Она была слишком возбуждена и не могла заснуть.

Ровена посмотрела на выцветшую газетную вырезку со статьей о Дэвиде Джеффине, приколотую над кроватью. Если бы она стала президентом, она бы могла пригласить его выступить у них… Ровена мысленно беседовала с ним, когда в дверь позвонили.

— Радость моя, заходи! — крикнула она Топаз.

— Прием более теплый, чем я ожидал, — проговорил Питер Кеннеди, наклоняясь и входя в комнату.

Ровена вскочила, плотнее закутываясь в халат.

— Что ты здесь делаешь?

— Ты разрешила мне войти, как я понял — спокойно произнес Питер, закрыл за собой дверь и предложил ей сигарету. Она отказалась. Он пожал плечами и закурил. — Хорошая речь, если можно так выразиться. Ты держалась очень мужественно.

— Спасибо, — Ровена слегка расслабилась. Ничего не поделаешь, она действительно рада его видеть. Питер не подходил к ней после поцелуя на балу уже неделю. «Кому я не доверяю? Ему или себе? Да, надо было набраться мужества или все бросить и сбежать. Но у меня обязательства перед избирателями».

Он глубоко затянулся.

— И ничто не может заставить тебя выйти из игры?

— Ничто, — осторожно ответила Ровена. Только по двум причинам такой человек, как Кеннеди, мог появиться в этой комнате в столь неурочный час. Секс или политика? Но ведь он встречается с ее лучшей подругой, значит, первое отпадает. — В чем дело, Питер?

— Я хочу, чтобы ты вышла из избирательной кампании.

Ровена откинулась назад, глотнула чай. Она удивилась, но не была потрясена, насмотревшись на многое — предательство, нерешительность, перебежки с одной стороны на другую, слишком многое, чтобы сейчас смутиться. На секунду Ровена задумалась, знает ли о его решении Топаз, но потом отбросила эту мысль: Топаз ее ближайшая подруга. Да, это удар, но не слишком сильный, вряд ли сейчас даже Питер Кеннеди способен спасти Джилберта. Особенно после ее сегодняшнего триумфа.

— Нет, ничего подобного я не собираюсь делать, — сухо ответила она. — И я полагала, ты меня поддерживаешь, Питер.

— Значит, ты ошибалась, — так же сухо ответил Кеннеди.

— А Топаз знает, где ты? — спросила она. Сердце ее колотилось. Зачем Питер пришел? Почему он снова переметнулся на другую сторону? Из-за того, что она отвергла его?

Ровена смотрела на красивое лицо, мускулистое тело, золотистые волосы, мокрые от дождя, ей не хотелось, чтобы он злился на нее. Ей хотелось ему нравиться.

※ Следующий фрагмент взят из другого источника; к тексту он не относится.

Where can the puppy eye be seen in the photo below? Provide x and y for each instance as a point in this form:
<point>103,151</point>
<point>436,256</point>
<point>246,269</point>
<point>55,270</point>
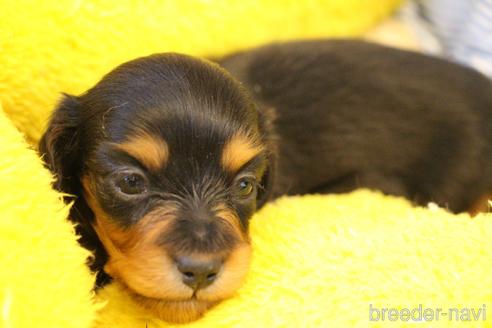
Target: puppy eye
<point>132,184</point>
<point>245,186</point>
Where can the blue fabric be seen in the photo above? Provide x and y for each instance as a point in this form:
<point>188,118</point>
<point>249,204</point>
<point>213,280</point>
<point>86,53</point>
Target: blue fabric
<point>463,28</point>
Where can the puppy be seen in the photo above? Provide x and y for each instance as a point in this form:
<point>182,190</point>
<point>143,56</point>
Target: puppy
<point>169,156</point>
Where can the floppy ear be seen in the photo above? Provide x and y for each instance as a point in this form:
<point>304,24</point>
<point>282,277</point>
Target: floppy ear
<point>59,146</point>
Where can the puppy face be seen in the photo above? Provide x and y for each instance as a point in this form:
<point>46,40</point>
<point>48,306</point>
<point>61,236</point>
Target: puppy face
<point>169,158</point>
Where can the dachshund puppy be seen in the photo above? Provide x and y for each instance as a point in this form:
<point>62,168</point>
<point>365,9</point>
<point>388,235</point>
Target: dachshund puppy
<point>169,156</point>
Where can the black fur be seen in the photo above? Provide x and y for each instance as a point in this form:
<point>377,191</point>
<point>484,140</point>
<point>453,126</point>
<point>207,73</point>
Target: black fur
<point>354,114</point>
<point>348,114</point>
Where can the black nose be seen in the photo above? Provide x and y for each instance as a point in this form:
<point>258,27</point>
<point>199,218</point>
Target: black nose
<point>198,273</point>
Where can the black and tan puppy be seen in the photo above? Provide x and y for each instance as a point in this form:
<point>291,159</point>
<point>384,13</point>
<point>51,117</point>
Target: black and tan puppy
<point>169,156</point>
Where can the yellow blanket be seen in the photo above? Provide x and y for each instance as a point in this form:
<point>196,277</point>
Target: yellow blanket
<point>319,261</point>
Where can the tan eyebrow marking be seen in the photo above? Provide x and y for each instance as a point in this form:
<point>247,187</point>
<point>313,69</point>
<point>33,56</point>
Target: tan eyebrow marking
<point>151,151</point>
<point>238,151</point>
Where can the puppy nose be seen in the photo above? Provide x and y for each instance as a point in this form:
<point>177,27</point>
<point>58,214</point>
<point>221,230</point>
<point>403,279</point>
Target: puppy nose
<point>198,273</point>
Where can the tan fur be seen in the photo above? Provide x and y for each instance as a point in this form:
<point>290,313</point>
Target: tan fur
<point>150,275</point>
<point>152,152</point>
<point>238,151</point>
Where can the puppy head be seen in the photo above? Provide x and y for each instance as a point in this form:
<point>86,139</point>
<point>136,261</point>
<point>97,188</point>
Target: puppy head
<point>168,158</point>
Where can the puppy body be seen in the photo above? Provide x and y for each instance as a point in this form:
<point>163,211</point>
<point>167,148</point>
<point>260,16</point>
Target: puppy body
<point>169,156</point>
<point>354,114</point>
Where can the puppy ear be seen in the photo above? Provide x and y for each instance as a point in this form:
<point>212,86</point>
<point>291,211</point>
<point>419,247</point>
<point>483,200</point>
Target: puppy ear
<point>59,146</point>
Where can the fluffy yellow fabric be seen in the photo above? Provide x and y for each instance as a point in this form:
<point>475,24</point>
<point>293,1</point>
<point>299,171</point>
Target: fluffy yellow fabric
<point>53,46</point>
<point>318,260</point>
<point>321,261</point>
<point>43,279</point>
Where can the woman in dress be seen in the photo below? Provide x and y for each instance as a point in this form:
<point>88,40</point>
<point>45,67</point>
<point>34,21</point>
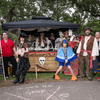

— Я не могу взять назад слово, данное Джилберту, — проговорил он в ярости. — Как ты не можешь понять?

— Но ты и мне дал слово.

Питер казался сердитым, виноватым и смущенным, она понимала — внутри него идет борьба, он ищет мотивы и доказательства правильности своих действий. Как ни глупо, это льстило ее самолюбию — приятно, что из-за нее он в таком смятении. И желание, пока еще очень слабое, начало зарождаться в ней.

— Я знаю, — сказал Кеннеди, его синие глаза смотрели на нее в упор. — Я не должен был это говорить, просто я ничего не смог с собой поделать.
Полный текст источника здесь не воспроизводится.